Identification of Actionable Genomic Alterations Using Circulating Cell-Free DNA

Nora S. Sánchez, PhD; Michael P. Kahle, PhD; Ann Marie Bailey, PhD; Chetna Wathoo, MD; Kavitha Balaji, PhD; Mehmet Esat Demirhan, MD, Dong Yang, PhD; Milind Javle, MD; Ahmed Kaseb, MD; Cathy Eng, MD; Vivek Subbiah, MD; Filip Janku, MD, PhD; Victoria M. Raymond, MS; Richard B. Lanman, MD; Kenna R. Mills Shaw, PhD; Funda Meric-Bernstam, MD

Disclosures

JCO Precis Oncol. 2019;2019(3) 

In This Article

Abstract and Introduction

Abstract

Purpose Cell-free DNA (cfDNA) next-generation sequencing is a noninvasive approach for genomic testing. We report the frequency of identifying alterations and their clinical actionability in patients with advanced/metastatic cancer.

Patients and Methods Prospectively consented patients had cfDNA testing performed. Alterations were assessed for therapeutic implications.

Results We enrolled 575 patients with 37 tumor types. Of these patients, 438 (76.2%) had at least one alteration detected, and 205 (35.7%) had one or more alterations of high potential for clinical action. In diseases with 10 or more patients enrolled, 50% or more had at least one alteration deemed of high potential for clinical action. Trials were identified in 80% of patients (286 of 357) with any alteration and in 92% of patients (188 of 205) with one or more alterations of high potential for clinical action of whom 57.6% (118 of 205) had 6 or more months of follow-up available. Of these patients, 10% (12 of 118) had received genomically matched therapy through enrollment in clinical trials (n = 8), off-label drug use (n = 3), or standard of care (n = 1). Although 88.6% of all patients had a performance status of 0 or 1 upon enrollment, the primary reason for not acting on alterations was poor performance status at next treatment change (28.1%; 27 of 96).

Conclusion cfDNA testing represents a readily accessible method for genomic testing and allows for detection of genomic alterations in most patients with advanced disease. Utility may be higher in patients interested in investigational therapeutics with adequate performance status. Additional study is needed to determine whether utility is enhanced by testing earlier in the treatment course.

Introduction

Molecular profiling of tumors through circulating cell-free DNA (cfDNA) has gained significant traction in recent years because of its noninvasiveness, sensitivity, and quick turnaround time.[1–4] For patients with advanced cancers, specifically those who have either exhausted their solid tumor block or have quickly progressed on compelling intervening therapy, repeat invasive tissue biopsy is necessary to identify driver mutations and/or resistance mechanisms that arise in response to treatment or natural tumor evolution/progression.[3,5] In addition, a single sample can serve as a global representation of the mutational landscape across multiple metastatic lesions.[6–8] Together, these attributes make cfDNA testing especially attractive for patients with advanced cancer where a quick clinical decision is necessary to identify genomically relevant clinical trials.

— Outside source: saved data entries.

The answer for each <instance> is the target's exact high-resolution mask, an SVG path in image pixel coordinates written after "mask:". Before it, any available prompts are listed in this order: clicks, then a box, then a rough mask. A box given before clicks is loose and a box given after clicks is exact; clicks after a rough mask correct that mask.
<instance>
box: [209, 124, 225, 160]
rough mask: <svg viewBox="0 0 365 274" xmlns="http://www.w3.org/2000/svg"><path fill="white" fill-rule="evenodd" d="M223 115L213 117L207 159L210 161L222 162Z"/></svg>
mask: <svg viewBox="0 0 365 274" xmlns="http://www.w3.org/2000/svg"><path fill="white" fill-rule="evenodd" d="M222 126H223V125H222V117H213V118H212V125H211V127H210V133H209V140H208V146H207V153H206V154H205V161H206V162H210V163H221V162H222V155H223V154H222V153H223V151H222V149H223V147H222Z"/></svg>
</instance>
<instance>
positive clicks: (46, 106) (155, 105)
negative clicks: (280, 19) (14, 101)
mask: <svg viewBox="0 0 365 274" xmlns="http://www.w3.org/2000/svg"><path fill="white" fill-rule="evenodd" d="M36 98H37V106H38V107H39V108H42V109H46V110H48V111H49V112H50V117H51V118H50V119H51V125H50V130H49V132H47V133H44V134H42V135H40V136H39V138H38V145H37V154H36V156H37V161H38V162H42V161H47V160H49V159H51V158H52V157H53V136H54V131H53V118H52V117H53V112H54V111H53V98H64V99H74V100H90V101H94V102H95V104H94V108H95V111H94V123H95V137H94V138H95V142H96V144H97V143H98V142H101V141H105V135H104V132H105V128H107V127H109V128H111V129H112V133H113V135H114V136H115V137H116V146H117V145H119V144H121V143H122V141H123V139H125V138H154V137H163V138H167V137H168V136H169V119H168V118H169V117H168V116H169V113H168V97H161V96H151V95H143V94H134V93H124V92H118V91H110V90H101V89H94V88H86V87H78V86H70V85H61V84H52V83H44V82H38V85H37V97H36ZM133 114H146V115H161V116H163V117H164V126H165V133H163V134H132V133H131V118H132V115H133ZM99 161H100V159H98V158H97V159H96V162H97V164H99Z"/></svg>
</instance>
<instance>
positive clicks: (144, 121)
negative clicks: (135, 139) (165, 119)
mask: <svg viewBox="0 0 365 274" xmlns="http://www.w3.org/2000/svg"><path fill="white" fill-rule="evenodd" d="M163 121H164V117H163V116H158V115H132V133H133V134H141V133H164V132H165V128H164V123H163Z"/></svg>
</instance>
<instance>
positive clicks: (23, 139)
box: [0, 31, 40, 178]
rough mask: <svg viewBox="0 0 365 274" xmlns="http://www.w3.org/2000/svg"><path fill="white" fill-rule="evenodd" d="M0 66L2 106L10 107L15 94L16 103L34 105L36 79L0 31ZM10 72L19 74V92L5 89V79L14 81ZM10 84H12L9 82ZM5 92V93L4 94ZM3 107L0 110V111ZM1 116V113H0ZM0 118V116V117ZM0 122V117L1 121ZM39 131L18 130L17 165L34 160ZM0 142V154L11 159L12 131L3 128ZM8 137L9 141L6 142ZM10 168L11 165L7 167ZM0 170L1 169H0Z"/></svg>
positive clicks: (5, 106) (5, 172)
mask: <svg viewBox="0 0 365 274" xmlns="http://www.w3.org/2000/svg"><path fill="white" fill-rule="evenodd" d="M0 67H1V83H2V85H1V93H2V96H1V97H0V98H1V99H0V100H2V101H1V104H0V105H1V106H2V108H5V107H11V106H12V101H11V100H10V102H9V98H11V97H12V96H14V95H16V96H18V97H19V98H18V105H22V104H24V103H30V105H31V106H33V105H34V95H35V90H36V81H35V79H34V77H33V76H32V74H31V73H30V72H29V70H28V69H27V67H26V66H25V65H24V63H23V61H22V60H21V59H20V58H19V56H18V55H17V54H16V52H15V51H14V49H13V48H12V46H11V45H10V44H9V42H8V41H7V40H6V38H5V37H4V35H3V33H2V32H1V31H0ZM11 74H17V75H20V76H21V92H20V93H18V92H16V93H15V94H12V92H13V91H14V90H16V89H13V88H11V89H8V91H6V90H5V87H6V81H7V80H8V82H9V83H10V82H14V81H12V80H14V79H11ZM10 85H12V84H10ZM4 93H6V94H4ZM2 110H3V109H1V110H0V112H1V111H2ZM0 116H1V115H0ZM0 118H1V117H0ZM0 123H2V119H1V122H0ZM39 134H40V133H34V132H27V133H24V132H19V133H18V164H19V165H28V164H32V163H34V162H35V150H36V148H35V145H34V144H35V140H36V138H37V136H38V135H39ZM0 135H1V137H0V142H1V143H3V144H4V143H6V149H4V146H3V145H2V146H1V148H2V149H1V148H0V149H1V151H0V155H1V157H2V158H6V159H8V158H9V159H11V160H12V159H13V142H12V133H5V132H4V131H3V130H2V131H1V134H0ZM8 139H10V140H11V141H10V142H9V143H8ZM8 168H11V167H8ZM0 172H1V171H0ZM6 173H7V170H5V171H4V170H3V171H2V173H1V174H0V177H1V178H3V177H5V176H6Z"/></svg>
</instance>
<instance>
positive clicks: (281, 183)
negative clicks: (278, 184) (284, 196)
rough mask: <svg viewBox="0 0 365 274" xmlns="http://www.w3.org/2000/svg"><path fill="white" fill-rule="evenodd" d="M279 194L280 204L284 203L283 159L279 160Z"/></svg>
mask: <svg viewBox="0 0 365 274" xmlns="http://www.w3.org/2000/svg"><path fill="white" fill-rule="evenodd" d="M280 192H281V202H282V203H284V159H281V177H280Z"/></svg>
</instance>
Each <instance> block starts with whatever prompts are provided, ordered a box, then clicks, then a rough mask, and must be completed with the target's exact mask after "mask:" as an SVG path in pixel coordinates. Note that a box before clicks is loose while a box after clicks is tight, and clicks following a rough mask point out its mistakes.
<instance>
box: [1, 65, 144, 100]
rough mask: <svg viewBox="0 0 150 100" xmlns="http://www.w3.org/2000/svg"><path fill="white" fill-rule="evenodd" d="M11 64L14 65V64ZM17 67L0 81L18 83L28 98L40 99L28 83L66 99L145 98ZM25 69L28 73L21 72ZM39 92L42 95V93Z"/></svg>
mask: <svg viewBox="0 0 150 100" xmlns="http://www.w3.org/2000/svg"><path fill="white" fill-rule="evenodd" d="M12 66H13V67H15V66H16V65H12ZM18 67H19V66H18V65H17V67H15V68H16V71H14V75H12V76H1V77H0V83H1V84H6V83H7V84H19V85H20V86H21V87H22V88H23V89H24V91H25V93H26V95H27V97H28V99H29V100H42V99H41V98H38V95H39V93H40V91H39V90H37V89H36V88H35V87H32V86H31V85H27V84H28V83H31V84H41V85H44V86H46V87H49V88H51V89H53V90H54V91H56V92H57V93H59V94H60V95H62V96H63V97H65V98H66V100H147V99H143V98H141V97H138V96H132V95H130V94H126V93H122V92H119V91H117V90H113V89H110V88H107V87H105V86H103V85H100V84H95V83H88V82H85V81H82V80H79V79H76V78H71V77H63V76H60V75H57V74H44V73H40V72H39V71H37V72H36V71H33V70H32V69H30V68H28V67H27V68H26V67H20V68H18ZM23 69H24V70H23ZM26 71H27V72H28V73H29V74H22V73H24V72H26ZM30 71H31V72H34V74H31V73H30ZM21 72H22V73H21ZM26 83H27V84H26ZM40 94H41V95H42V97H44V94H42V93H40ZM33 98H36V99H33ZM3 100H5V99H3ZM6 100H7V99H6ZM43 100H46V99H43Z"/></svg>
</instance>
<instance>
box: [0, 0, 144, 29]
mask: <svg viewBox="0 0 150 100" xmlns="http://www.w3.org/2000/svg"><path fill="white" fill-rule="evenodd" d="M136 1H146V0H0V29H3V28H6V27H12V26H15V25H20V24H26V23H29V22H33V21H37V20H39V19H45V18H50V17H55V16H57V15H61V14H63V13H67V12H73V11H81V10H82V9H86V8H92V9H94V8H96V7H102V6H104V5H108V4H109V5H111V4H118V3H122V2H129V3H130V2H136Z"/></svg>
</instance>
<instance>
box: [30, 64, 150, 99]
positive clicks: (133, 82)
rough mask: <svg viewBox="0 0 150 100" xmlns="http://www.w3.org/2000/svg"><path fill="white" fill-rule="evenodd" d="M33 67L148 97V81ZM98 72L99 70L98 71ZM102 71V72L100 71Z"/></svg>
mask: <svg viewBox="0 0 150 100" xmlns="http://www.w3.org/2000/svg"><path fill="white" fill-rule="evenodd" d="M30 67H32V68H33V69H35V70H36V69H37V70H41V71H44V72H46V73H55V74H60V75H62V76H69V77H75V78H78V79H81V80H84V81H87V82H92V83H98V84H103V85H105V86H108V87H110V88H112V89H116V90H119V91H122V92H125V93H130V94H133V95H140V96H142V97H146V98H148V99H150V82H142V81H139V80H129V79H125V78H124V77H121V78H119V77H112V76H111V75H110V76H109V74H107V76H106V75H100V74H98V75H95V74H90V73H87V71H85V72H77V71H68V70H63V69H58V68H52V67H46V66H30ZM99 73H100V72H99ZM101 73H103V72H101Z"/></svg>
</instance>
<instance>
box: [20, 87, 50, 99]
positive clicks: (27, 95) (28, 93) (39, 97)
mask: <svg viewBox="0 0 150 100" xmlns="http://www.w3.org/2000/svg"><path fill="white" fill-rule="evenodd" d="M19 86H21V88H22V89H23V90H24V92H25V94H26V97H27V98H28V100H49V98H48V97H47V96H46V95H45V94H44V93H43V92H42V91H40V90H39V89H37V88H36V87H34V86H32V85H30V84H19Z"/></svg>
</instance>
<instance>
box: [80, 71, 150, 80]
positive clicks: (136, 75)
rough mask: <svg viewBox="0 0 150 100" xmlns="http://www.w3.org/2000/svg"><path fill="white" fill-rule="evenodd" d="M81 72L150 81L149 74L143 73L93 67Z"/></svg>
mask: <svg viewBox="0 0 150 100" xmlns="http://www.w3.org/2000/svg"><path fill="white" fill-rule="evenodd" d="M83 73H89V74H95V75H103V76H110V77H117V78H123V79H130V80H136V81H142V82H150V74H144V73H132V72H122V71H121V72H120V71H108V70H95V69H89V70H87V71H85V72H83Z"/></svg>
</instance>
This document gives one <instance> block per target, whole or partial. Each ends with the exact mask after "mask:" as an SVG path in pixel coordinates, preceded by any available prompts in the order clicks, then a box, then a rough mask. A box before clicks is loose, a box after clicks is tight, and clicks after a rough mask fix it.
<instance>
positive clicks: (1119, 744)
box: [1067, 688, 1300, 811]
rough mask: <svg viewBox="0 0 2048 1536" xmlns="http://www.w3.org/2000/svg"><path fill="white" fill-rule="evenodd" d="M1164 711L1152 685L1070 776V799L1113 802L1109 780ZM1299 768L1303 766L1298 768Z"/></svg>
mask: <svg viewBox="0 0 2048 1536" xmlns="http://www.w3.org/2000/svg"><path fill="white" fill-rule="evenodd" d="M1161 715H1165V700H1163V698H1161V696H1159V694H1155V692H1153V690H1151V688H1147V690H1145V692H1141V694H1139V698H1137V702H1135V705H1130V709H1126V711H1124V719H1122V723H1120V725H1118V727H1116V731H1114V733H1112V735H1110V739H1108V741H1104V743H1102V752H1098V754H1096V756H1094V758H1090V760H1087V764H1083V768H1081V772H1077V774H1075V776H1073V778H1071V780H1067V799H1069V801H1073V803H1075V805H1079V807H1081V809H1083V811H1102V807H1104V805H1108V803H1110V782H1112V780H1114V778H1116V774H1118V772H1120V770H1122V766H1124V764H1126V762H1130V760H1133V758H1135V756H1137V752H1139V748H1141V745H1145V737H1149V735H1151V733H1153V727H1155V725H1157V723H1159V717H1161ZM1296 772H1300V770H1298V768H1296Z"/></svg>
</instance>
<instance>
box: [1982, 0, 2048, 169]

However, approaches are needed to discern truncal driver alterations from those that later evolve[3] and to prioritize variants for actionability through variant functional annotation, assignment of potential for clinical actionability, and clinical trial matching to guide clinical decision making on the basis of cfDNA testing. In this prospective study of 575 patients with advanced cancers, we provided such postprocessing to evaluate the clinical utility of cfDNA testing in identifying clinically actionable genomic alterations. This entailed the delivery of personalized annotation reports, including functional interpretation of variants and retrieval of genomically relevant clinical trials. However, physicians were allowed to order testing and initiate treatments without waiting for results, as appropriate. We retrospectively reviewed clinical management after cfDNA testing and provide end-to-end evaluation of the clinical potential utility against the true utility of cfDNA testing.